| 
 Niekiedy wieczorami odkrywają braki i bruzdy 
w ziemi. Skąd się wzięły? - pytają. Stoją i milczeniem 
wyrażają niepokój. Ktoś zmarszczy czoło, ktoś 
językiem zwilży usta. Czekają na brzask, wierzą 
w odpowiedzi, które zjawią się wraz ze Słońcem. 
Ono przyjdzie i wskaże. Ono przyjdzie i wskaże. 
 
Warta przy wraku. Ktoś kłuje swoje czułe ciało, 
ktoś szuka miękkich punktów. Lekarze zaczynają 
leczyć. Pisarze pisać. Chorzy chorować. Czytelnicy 
udawać. Gwóźdź ląduje tuż przy stopie sędziego. 

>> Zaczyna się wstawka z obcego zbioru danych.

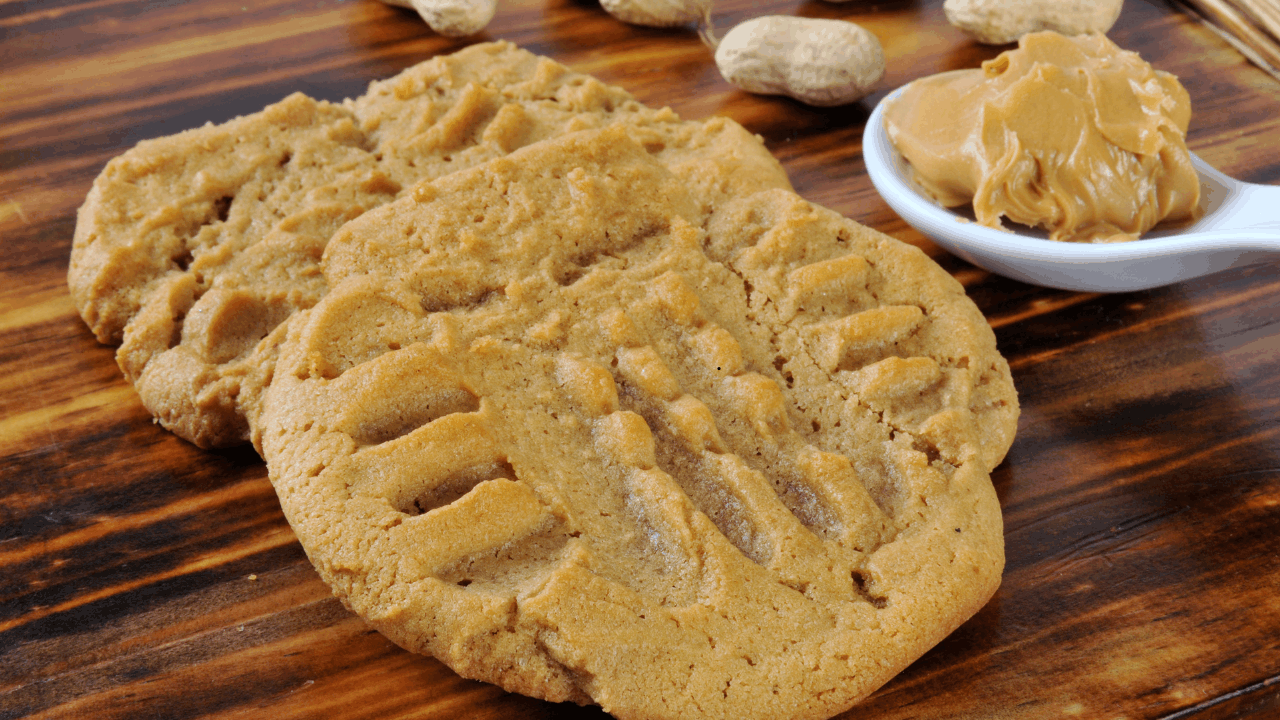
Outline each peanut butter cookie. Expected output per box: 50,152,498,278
261,127,1018,719
68,42,790,447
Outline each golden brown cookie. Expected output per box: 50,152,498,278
68,42,788,447
260,128,1018,719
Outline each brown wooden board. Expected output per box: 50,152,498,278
0,0,1280,720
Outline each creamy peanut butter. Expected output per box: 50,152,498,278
884,32,1199,242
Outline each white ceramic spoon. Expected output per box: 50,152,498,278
863,88,1280,292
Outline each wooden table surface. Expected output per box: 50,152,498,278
0,0,1280,720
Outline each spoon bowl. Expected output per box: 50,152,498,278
863,83,1280,292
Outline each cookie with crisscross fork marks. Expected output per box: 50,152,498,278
262,129,1018,719
69,42,790,447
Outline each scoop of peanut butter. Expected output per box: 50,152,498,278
884,32,1199,242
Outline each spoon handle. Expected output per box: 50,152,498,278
1192,155,1280,243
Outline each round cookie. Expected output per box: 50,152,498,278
261,129,1018,719
68,42,790,447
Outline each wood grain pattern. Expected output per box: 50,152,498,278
0,0,1280,720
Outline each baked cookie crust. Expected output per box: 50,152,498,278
68,42,790,447
261,127,1018,719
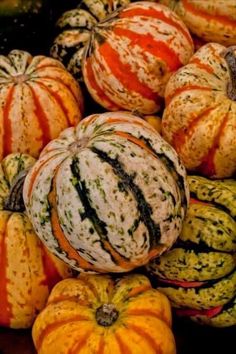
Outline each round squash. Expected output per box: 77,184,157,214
24,112,188,272
160,0,236,46
162,43,236,178
51,1,193,114
0,50,83,160
32,275,176,354
0,153,71,328
148,176,236,327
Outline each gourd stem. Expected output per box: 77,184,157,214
223,46,236,101
4,169,29,212
96,304,119,327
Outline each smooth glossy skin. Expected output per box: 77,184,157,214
32,274,176,354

Podnosi go i rzuca do jednego z tutejszych. 
Ten go złapał i nie oddał. Ten go złapał i nie oddał. 
 
Skurcz łapie w łydkach. Niemal świta. Słychać 
suchy trzask gałązek na wietrze. Zbiera się 
na burzę, albo już minęła. Ten, kto wstaje, jeszcze 
nie wie. Zerka na zegarek i próbuje nadal spać. 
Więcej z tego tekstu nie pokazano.